Follow that up with who, and how large the workforce will be on your home - go as far as getting names. Then ask what experience those people have had with your type of home. This will force them to really think about what they have scheduled and where these individuals will be at that time. I consider this line of questions the pre-qualification (as Grumpy does) and suggest making up a question sheet before you call them so you can ask the same questions of all the contractors - apples to apples.
I suggest never taking an estimate over the phone. A method that works very well for me is write up a scope of work for your selected contractors to bid. This way you will have apples to apples. I consider the "apples to apples" the most important part of the bid process. If you just say well here is my plans and specifications please bid it - it'll be pretty much impossible to compare prices. Each contractor will give you their bid in a different way .. one will have it on a napkin, another will have a form letter with a number at the bottom of it, and another will have it broken down into divisions or by major phase of the work (concrete, framing, etc). My suggestion is to give them a "bid package" that includes the plans and specifications, a scope of work (mostly this is for items over and above the plans that you would like included), the bid form that you want the bid provided on (your architect can help with the layout of this form), and an information form that they fill out with all license #'s, phone, fax, email, address, insurance policy #'s.
The scope of work should have items like "Provide all materials, labor, etcetc to complete the construction of the home per attached architectural plans and specifications, dated xx/xx/xxxx, drawn by Mr Architect, attached structural plans, dated xx/xx/xxxx, drawn by Mr Engineer, etc..etc." This way they can't come back on you for something that should have been included in the plans. 
Take a second to talk about specifications - your architect should supply you with some type of spec for each item being installed in the home. If a full blow spec is not created then you could refer to a room finish plan where all the items are called out. So if you want a 50 year shingle made by GAF that's what you put in the specs or somewhere in the plans. If you don't specifically state what the material is you leave it open for interpretation and therefore have the chance of bidding apples to oranges.
Also include any administrative activities that they will need to perform like "a weekly safety meeting should be held with a form being provided to owner/architect showing attendees and subject", or "It is mandatory to attend a weekly coordination meeting", or "All OSHA guidelines will need to be followed as it pertains to fall protection". Anyway enough of that - all the details that are not on the plans and specifications should be outlined. In the cover letter of the bid package you will state the instructions to bidders that outlines the time and place the bids need to be delivered. You may also put a timeframe for interviews of the final x contractors will take place.

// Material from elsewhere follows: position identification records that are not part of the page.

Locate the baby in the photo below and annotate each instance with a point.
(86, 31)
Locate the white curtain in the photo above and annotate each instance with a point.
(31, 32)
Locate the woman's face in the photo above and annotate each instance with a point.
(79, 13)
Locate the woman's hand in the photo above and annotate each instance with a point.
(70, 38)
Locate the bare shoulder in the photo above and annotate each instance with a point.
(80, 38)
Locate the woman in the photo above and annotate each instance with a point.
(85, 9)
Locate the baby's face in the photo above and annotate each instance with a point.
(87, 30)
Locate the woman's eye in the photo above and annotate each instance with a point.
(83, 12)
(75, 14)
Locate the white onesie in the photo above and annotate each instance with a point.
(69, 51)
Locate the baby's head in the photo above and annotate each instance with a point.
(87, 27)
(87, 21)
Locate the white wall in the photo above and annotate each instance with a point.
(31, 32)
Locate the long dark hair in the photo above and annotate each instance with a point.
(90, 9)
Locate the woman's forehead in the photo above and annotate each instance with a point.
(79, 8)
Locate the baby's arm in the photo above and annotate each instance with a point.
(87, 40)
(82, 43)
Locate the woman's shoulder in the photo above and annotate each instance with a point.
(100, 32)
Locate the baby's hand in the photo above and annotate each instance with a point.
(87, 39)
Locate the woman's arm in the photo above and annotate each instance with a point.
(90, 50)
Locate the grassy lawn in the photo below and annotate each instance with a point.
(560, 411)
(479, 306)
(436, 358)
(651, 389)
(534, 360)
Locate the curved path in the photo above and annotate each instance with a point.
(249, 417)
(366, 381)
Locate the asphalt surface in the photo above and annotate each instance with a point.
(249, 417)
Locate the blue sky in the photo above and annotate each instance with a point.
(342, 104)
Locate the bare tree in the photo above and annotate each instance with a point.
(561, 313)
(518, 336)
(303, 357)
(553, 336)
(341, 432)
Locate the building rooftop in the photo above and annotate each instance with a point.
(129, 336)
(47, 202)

I personally wouldn't put that in there but instead say "Final x contractors will be called, in a timely manner after the bids have been accepted, for a final interview." And then after all the bids have been accepted I would interview all the contractors regardless of price. Each one will have a different take on how they bid the job and some will have advice on items that maybe another contractor has missed and that's why their bid is higher or lower. All that will come out in the interview process. Again make up an agenda and keep it the same for all the interviews - apples to apples.
Also ask for a list of references to be included in the bid submission - then make sure to call all of them. Again make up an apples to apples comparison for the references when speaking with them. By now you should have a good sized file on each of the contractors to base a sound decision on.
As Grumpy states above you need to make sure and go through the interview process so you can see what you can Trust face to face. You will be working very closely with this company during the construction of your home and for awhile after it's done so you'll want to pick someone you can sit across the table from.
Now when you receive all the bids you should be able to scan straight across from one to the next sheet and see that they've all bid the same thing. If one doesn't include an item, either fill it in with an architectural budget or find the highest number from the other contractors and enter it. I will make up a bid tab that colates all the information from the scope sheet and puts all the contractors numbers into one sheet. This makes it very easy to review with your architect or other consultants.
That's how I do it anyway, for what it's worth.


----------



## Grumpy (Dec 12, 2003)

Hatchet, though my guide was for choosing a contractor from building a new home down to changing out a single window, I was trying to be generic to cover the broadest scope. 

I agree with everything you have brought up, very helpful advice!


----------



## hatchet (Dec 13, 2003)

Sorry about that - I tend to get carried away with bidding. It's such a huge part of what I do everyday - the company I work for drills it into you everyday on how to shed risk (aka CYA). I guess I don't blame them when you're dealing with 150million dollar projects.


----------



## Guest (Dec 26, 2003)

*Building inspector*

Very good information, I wish to include the homeowner ask if a building permit is required and who pays for it. In my town it's a $ 700.00 fee for building with out a permit plus the permit fee


----------



## EmPerry (Apr 28, 2011)

It is helpful that people have to practice security like in choosing someone that probably will enter at your house. Doing a background check or knowing the contractor license is really helpful to avoid scams and making your home at risk, well for me its not bad to investigate the person that will work for me either.


----------